Forum: Nature or people? It's not a binary choice

An aerial view of the private estates in the Upper Thomson area, including the areas around Yew Lian Park.
An aerial view of the private estates in the Upper Thomson area, including the areas around Yew Lian Park.PHOTO: ST FILE

Yew Lian Park resident Daniel Yeo appears to misunderstand the concerns of nature groups regarding the alignment of the Cross Island Line impacting the Central Catchment Nature Reserve (Cross Island Line: Upper Thomson residents breathe a sigh of relief, Dec 5).

In calling on "nature lovers to take a step back and reassess their priorities" and that Singapore should "have our priorities right and put our citizens first", Mr Yeo seems to see the issue in binary terms: protect nature or protect citizens first.

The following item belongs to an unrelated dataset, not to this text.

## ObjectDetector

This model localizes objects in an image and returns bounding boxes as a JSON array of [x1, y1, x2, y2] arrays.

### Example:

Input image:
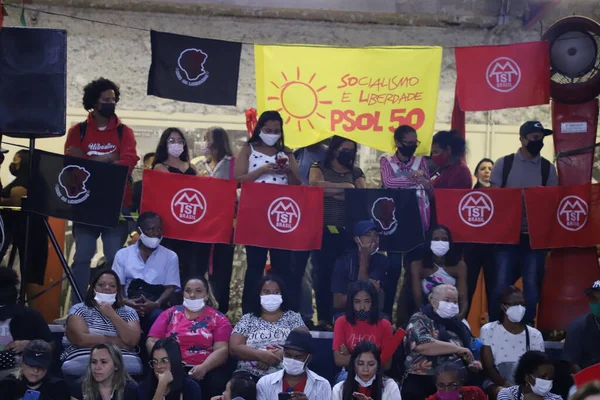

The reality is that protecting nature is critical to protecting citizens' health and livelihood.

An example of the importance of forests is that they prevent soil erosion and landslides. The soil in forests also helps prevent rapid run-off of water after heavy rain, minimising the risk of flooding.

Trees take in carbon dioxide and release oxygen into the air. Forests provide cover and prevent reservoirs from drying up.

They also reduce noise pollution, helping to keep Mr Yeo's neighbourhood quieter.

Perhaps nature groups should explain the importance of conserving nature by focusing on the ways that ordinary citizens benefit. Nature lovers are not fighting for the conservation of forests only to enjoy looking at trees and animals. They are also concerned about how Singaporeans will be affected by the destruction of nature with its many benefits.